Goodness me! I’ve just been privy to a very heated discussion about wet-nursing (the act of breastfeeding someone else’s child). Why does it evoke such a strong reaction in so many people? Honestly, the majority of the ladies involved in the discussion were dead-set against it. Some even said it was “disgusting”! I mean… “disgusting”? C’mon, let’s get real here.
OK, first I have to say that I’m not a woman so I’m obviously approaching this topic from a very different viewpoint of a breast feeder. That said, I can approach the topic from the point of view of a parent whose child may be breastfed by a wet-nurse. And my thoughts are; what’s the big deal?
If we get right back to basics, then we have to accept that wet-nursing has been around for as long as breast feeding has. Throughout history and across the world, wet-nursing and “cross nursing” (the occasional nursing of another’s infant while the mother continues to nurse her own child) has been in practice. Even as far back as 2000 BC, when the oldest written laws – the Code of Hammurabi – were put into practice, there were rules for wet nursing.
So why do so many people get in such a hullabaloo over it? Maybe it has something to do with the intense bond that develops between mother and child, when breastfeeding. In that case, I can understand why some mothers would not want to share that experience with anyone else.
Rhonda Shaw, a sociologist who studies shared nursing in New Zealand, thinks that for some people the idea of physically breast-feeding a child not your own evokes even deeper taboos. She says that many confuse “adult meanings of eroticism with breast feeding … Sometimes people associate a woman breast-feeding another woman’s baby with pedophilia.” Though I’m not sure I would agree with her, I do think she makes an interesting point.
But women who share milk say it’s good for babies and mums. One advocate of cross-nursing, who stayed home after the birth of her child, also nursed the infant of her working sister for a year. She said it created a unique bond with her niece, and brought the family even closer. Another cross-nurser (who also wishes to stay anonymous) says that cross-nursing brought her closer to her friend. “It takes female friendship to another level. You’re trusting another person to nurture your child,” she says. However, the overwhelming feeling from those I spoke to was distinctly negative. I must confess; that surprised me!

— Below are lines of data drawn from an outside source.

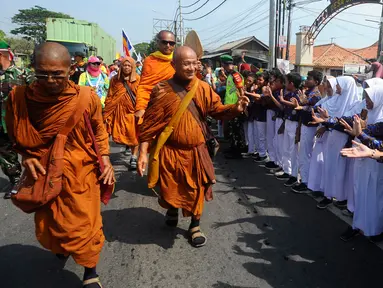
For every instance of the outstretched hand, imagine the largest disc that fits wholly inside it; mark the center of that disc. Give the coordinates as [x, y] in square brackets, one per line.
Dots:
[358, 151]
[316, 119]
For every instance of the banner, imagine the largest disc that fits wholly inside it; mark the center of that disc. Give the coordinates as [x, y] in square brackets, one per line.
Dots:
[126, 45]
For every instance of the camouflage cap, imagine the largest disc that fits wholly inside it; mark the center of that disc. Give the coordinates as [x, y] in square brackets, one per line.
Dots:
[226, 59]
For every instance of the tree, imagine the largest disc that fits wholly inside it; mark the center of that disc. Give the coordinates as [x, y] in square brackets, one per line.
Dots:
[32, 23]
[2, 35]
[142, 48]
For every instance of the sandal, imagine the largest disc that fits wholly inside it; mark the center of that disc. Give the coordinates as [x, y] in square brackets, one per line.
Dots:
[198, 239]
[92, 281]
[171, 218]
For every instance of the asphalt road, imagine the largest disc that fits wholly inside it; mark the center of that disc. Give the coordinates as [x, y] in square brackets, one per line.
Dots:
[259, 235]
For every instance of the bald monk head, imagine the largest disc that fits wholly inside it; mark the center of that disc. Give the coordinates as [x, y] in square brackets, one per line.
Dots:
[185, 63]
[166, 42]
[52, 64]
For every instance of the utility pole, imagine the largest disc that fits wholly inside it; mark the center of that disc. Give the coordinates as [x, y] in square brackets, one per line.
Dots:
[276, 31]
[283, 23]
[271, 34]
[290, 8]
[181, 26]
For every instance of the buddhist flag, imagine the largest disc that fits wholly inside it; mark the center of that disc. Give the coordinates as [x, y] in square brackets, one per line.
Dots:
[126, 45]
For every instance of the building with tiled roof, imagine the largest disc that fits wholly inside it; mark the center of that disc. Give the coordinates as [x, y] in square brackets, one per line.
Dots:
[331, 58]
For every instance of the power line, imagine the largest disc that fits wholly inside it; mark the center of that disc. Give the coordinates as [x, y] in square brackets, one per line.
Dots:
[340, 19]
[224, 23]
[342, 27]
[223, 2]
[190, 4]
[234, 26]
[242, 28]
[315, 10]
[229, 23]
[195, 10]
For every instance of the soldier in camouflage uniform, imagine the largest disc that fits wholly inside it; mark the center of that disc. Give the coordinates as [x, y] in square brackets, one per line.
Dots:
[10, 76]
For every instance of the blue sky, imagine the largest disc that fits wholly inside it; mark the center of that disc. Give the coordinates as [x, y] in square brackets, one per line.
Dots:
[136, 17]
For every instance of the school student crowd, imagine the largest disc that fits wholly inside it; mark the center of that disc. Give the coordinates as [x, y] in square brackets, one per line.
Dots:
[320, 137]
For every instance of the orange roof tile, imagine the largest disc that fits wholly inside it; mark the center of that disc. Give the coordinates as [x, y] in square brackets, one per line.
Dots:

One of the ladies had actually cut off relations with a friend of many years because that friend had breast fed her child without her permission. I’m certainly sympathetic, because breast feeding someone else’s child without the parent’s permission does seem a little out of order, but I still couldn’t help thinking that she was blowing things out of proportion. When I asked her why she was so incensed she cited the risks of transmitting viruses through breast milk. That seemed fair enough, but on closer examination, research shows that breast milk contains many factors to protect the infant from such occurrences (although I accept that these may not offer complete protection).
So what about all the milk banks that are popping up around us? I mean, here are organizations that are going to make a considerable profit out of wet-nursing. What do they have to say about it? Well, not surprisingly, their first concern is around the safety of delivering milk to infants. To that end most milk banks will screen donors in a very similar fashion to blood banks.

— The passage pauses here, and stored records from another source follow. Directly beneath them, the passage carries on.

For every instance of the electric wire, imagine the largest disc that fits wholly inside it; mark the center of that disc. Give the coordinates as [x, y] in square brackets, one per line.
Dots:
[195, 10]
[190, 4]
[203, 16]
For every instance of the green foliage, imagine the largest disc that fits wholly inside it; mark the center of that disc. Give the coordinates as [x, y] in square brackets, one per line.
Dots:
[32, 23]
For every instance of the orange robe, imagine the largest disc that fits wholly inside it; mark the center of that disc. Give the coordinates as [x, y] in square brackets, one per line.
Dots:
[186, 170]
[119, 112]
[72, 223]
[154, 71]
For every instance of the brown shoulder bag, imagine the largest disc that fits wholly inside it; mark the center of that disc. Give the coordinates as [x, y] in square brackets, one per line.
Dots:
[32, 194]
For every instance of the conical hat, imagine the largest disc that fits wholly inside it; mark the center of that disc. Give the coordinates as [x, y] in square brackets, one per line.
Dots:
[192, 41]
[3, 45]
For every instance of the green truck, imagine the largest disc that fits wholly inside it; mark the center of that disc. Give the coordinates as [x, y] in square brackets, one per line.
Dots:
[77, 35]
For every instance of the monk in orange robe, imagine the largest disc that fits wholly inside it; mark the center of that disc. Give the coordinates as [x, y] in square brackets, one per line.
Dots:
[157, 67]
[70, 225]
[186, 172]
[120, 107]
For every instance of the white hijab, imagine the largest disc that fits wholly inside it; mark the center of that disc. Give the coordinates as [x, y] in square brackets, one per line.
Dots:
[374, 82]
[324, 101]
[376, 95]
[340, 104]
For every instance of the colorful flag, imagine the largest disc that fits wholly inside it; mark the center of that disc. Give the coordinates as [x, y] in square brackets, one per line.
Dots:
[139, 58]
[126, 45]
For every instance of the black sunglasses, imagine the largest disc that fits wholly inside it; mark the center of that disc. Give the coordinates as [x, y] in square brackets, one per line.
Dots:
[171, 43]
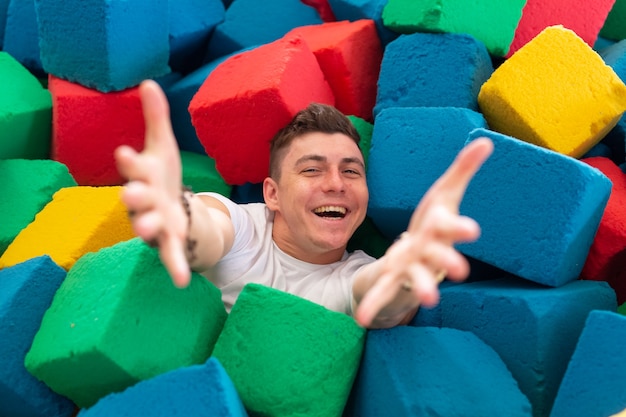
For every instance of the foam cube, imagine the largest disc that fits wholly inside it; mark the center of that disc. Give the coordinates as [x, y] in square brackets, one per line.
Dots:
[430, 371]
[191, 24]
[555, 92]
[539, 210]
[349, 54]
[608, 252]
[363, 9]
[493, 23]
[411, 148]
[26, 291]
[21, 35]
[104, 45]
[200, 175]
[30, 185]
[78, 220]
[89, 125]
[432, 70]
[250, 23]
[248, 98]
[288, 356]
[586, 19]
[323, 9]
[194, 390]
[179, 96]
[613, 27]
[594, 382]
[25, 112]
[533, 329]
[117, 319]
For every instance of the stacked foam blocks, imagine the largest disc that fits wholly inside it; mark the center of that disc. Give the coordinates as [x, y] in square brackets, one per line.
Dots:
[89, 321]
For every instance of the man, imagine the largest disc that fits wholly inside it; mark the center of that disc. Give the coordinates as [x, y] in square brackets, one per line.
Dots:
[315, 198]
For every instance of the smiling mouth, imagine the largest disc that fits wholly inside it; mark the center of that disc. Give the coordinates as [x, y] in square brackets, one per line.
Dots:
[333, 212]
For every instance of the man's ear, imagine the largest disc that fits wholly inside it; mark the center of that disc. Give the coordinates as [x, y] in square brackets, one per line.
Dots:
[270, 193]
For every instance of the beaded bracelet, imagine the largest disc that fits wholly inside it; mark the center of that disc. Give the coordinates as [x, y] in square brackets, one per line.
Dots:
[190, 243]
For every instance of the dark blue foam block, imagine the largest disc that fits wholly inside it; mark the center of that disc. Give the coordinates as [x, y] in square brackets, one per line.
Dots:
[615, 57]
[21, 35]
[364, 9]
[532, 327]
[191, 24]
[26, 291]
[105, 45]
[432, 70]
[593, 385]
[539, 210]
[411, 147]
[4, 6]
[253, 22]
[179, 95]
[196, 390]
[427, 371]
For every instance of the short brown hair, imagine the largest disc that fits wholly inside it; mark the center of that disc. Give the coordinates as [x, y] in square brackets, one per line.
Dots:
[315, 117]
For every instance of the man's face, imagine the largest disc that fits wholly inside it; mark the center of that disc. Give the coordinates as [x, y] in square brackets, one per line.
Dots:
[321, 196]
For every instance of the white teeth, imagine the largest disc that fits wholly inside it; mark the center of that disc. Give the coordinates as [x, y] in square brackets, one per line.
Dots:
[326, 209]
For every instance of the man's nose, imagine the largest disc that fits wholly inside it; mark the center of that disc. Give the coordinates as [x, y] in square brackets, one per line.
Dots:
[334, 181]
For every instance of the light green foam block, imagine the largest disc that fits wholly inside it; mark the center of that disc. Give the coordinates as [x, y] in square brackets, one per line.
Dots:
[288, 356]
[117, 319]
[492, 22]
[25, 113]
[27, 186]
[200, 174]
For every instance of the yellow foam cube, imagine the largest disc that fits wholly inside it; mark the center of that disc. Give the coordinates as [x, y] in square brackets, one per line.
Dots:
[77, 220]
[555, 92]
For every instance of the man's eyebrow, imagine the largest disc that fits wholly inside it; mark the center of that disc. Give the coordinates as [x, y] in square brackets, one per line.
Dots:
[320, 158]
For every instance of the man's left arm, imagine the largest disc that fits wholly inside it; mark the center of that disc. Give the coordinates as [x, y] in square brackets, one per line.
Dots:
[389, 291]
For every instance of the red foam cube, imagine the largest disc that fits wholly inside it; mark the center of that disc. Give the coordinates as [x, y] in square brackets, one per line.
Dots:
[350, 55]
[585, 18]
[87, 126]
[248, 98]
[607, 255]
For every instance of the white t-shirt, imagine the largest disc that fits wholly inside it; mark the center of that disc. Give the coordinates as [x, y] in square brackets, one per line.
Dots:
[255, 257]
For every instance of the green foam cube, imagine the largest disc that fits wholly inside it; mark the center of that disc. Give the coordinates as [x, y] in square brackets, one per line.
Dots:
[117, 319]
[288, 356]
[25, 112]
[27, 186]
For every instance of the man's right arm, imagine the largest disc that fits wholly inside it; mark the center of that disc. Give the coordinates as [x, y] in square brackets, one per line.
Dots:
[191, 231]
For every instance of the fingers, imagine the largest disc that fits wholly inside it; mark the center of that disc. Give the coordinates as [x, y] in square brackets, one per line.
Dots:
[172, 255]
[159, 133]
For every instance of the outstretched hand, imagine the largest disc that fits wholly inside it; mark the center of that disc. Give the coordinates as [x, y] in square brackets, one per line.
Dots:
[153, 192]
[408, 274]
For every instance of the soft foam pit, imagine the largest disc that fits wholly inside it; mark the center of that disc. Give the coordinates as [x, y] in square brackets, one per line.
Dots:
[76, 221]
[102, 44]
[26, 291]
[538, 210]
[195, 390]
[493, 23]
[117, 319]
[533, 329]
[607, 255]
[411, 147]
[89, 125]
[248, 98]
[30, 185]
[349, 54]
[593, 384]
[555, 92]
[288, 356]
[432, 70]
[586, 19]
[426, 371]
[25, 112]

Dr Ben Hartmann, manager of the PREM Bank, Australia’s first human milk bank says “I would suggest that although breast milk is an amazing and complex fluid that provides so many benefits – beyond just nutrition – to babies, the consequences of some of these risks are severe. One could only counsel parents considering the sharing of breast milk in the knowledge that they fully understood and accepted these risks. For this reason our current policy (and that of most other countries and organizations such as WHO) is that ‘donor’ breast milk should only be sourced from an appropriately managed human milk bank.”
I appreciate the service that many milk banks provide; giving breast milk to the most needy (which is always better than formula milk), but he’s bound to say that though! He wants to ensure his business doesn’t go out of business because people are sharing breast milk openly! I don’t know, personally I can’t see a problem with wet nursing or cross nursing. Sure, there may be slight risk of transmitting a virus (but any type of basic screening can rule out that risk). There is also the sharing of a unique bond that is created between mother and child when breast feeding, which since I’ll never be able to breast feed doesn’t mean much to me either. What I can say is that in communities in which I have witnessed cross nursing and wet nursing as a regularity, the sense of community and the bonds between friends, families, and children have been noticeably greater than in those where it doesn’t occur.
What do you think?




Cross nursing is very common in Arab culture. Children who are nursed by the same woman become milk siblings and the mother who nurses another persons child becomes that childs milk mother. My two of my aunts crossed nursed there children and I have a few friends who have “milk siblings.” I don’t see what the big deal is or why it is disgusting. I do think it is preferable for a woman to breastfeed her own child because it creates a strong bond between the two, but if for some reason she cannot, whether it is just occasionally or because she doesn’t produce enough milk, then I don’t see a problem with it. It is certainly better than giving a baby formula milk. Milk banks seem like a good solution also but cross nursing is definitely more convenient if you know someone willing to do it. Of course women who cross nurse should make sure that they are healthy and free from diseases but other than that, why not.